# nippu / kimppu



## Gavril

Both words are translated "bundle" in some contexts, but I'm not sure how to decide between the two. Tässä nippu / kimppu lauseita teidän arvioitavaksenne! 
_

Tänään torilla ostin nipun / kimpun salviata.

Nippu / kimppu pelikorttejä nimitetään korttipakaksi.

Hän tuli leiripaikalle kantaessaan nippua / kimppua polttopuuta.

Asianajaja kiisi oikeussaliin nippu / kimppu papereita kainalossa.

Joen varrelta poimin nipun / kimpun lumpeita.

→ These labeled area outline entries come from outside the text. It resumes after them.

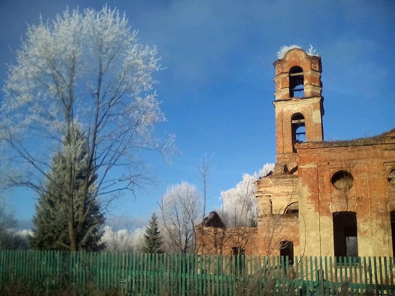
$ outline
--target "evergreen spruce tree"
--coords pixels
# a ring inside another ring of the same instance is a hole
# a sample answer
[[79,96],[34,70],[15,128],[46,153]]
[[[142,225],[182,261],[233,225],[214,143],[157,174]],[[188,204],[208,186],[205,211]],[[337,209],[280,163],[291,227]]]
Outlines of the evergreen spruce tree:
[[144,252],[148,253],[162,253],[162,238],[160,232],[158,230],[158,217],[153,213],[150,220],[150,224],[147,226],[144,235],[145,246]]
[[[70,219],[69,209],[73,216],[72,220],[78,221],[82,185],[84,181],[87,163],[87,140],[78,125],[75,126],[72,141],[65,141],[62,150],[52,158],[51,168],[48,173],[45,192],[40,194],[36,205],[36,216],[33,218],[35,229],[31,237],[33,249],[42,250],[69,250],[70,238],[68,221]],[[72,143],[68,144],[65,143]],[[85,210],[89,209],[79,237],[79,250],[99,251],[103,248],[100,243],[103,232],[100,227],[104,218],[100,212],[96,199],[96,174],[89,176],[88,192],[85,201]],[[70,184],[72,186],[69,186]],[[70,192],[70,188],[73,192]],[[72,203],[67,196],[73,195]],[[71,204],[72,203],[72,204]]]

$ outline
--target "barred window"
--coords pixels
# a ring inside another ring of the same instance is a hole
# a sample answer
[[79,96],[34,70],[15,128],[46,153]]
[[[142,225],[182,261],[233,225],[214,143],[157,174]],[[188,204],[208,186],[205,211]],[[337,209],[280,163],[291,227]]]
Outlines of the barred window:
[[354,212],[334,213],[333,245],[335,256],[358,256],[356,213]]

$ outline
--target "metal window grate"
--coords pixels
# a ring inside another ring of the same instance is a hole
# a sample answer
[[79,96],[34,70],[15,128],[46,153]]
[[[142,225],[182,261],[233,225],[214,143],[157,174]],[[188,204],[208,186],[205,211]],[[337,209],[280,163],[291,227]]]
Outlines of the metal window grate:
[[356,213],[338,212],[333,217],[335,256],[357,257]]

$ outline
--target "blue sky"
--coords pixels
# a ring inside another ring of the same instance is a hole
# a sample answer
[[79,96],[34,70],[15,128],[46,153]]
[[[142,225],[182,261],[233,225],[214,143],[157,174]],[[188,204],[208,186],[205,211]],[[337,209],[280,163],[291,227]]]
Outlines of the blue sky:
[[[142,43],[156,45],[166,70],[157,74],[168,119],[181,151],[166,163],[150,156],[156,185],[113,203],[110,214],[148,219],[167,187],[187,181],[201,187],[197,165],[211,155],[208,207],[221,190],[275,161],[274,69],[281,46],[312,44],[322,57],[325,140],[373,136],[395,127],[395,1],[0,1],[0,79],[15,62],[27,23],[71,9],[125,11]],[[1,100],[3,94],[0,95]],[[5,193],[4,193],[5,194]],[[13,190],[10,206],[28,225],[35,195]]]

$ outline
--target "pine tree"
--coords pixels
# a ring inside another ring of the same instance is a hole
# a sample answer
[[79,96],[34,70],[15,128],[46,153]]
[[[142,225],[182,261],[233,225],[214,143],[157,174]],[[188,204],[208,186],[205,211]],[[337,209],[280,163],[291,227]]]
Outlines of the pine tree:
[[144,235],[145,246],[144,252],[148,253],[162,253],[162,239],[160,232],[158,230],[158,217],[153,213],[150,224],[147,227]]
[[[87,140],[78,125],[75,126],[73,141],[64,141],[62,150],[52,158],[51,169],[44,193],[40,195],[36,205],[36,215],[33,218],[35,226],[31,244],[34,249],[43,250],[69,250],[70,238],[68,221],[70,213],[75,224],[78,221],[81,206],[82,183],[85,180],[85,172],[94,170],[86,169],[87,158]],[[70,140],[70,139],[69,139]],[[103,235],[100,227],[104,218],[100,213],[96,199],[96,176],[91,173],[89,180],[89,192],[83,205],[84,212],[89,209],[80,235],[78,238],[78,249],[86,251],[99,251],[103,246],[100,243]],[[70,183],[72,186],[69,186]],[[69,192],[72,188],[72,192]],[[73,195],[72,203],[68,198]],[[72,204],[71,204],[72,203]],[[73,210],[69,209],[73,207]],[[89,207],[89,208],[88,208]]]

Sinulla ei näytä olevan yhtenäistä suunnitelmaa, vaan nippu / kimppu typeriä käsityksiä.


_Kiitos!


----------



## Hakro

Gavril said:


> _Tänään torilla ostin nipun_ / kimpun salviaa. "Kimppu" is mostly used for flowers, "nippu" for vegetables.
> 
> Nippua_ / kimppua pelikortteja nimitetään korttipakaksi._ _
> 
> Hän tuli leiripaikalle kantaen nippua / kimppua__ polttopuuta. _Neither of these. I'd say "sylystä" if the amount of wood is what one can carry on the arm, or "kourallista" if he carries the wood in his hands.
> 
> Asianajaja kiisi oikeussaliin nippu / kimppu papereita kainalossa.
> 
> Joen varrelta poimin nipun / kimpun lumpeita.
> 
> Sinulla ei näytä olevan yhtenäistä suunnitelmaa, vaan nippu / kimppu typeriä käsityksiä.


----------



## Gavril

> _Hän tuli leiripaikalle kantaen nippua / kimppua__ polttopuuta. _Neither of these. I'd say "sylystä" if the amount of wood is what one can carry on the arm, or "kourallista" if he carries the wood in his hands.



Can you apply this pattern to some of my other sentences? E.g.,

_Ostin torilla kourallisen salviaa

Poimin kourallisen lumpeita

_etc.


----------



## Hakro

Gavril said:


> _Ostin torilla kourallisen salviaa_ "Nippu" is a more or less defined amount of vegetables on the market.
> _
> Poimin kourallisen lumpeita_ Depending on the context, you can say to your wife:
> _- Rakas vaimoni, poimin sinulle nipun / kourallisen lumpeita._
> But the next day you tell your fellows in the pub:
> _- Vein eilen muijalle kourallisen lumpeita._
> Asianajaja kiisi oikeussaliin nippu papereita kainalossa / kourassa  If the papers are under his arm they can't be in his hand.
> 
> Sinulla ei näytä olevan yhtenäistä suunnitelmaa, vaan kourallinen typeriä käsityksiä.


----------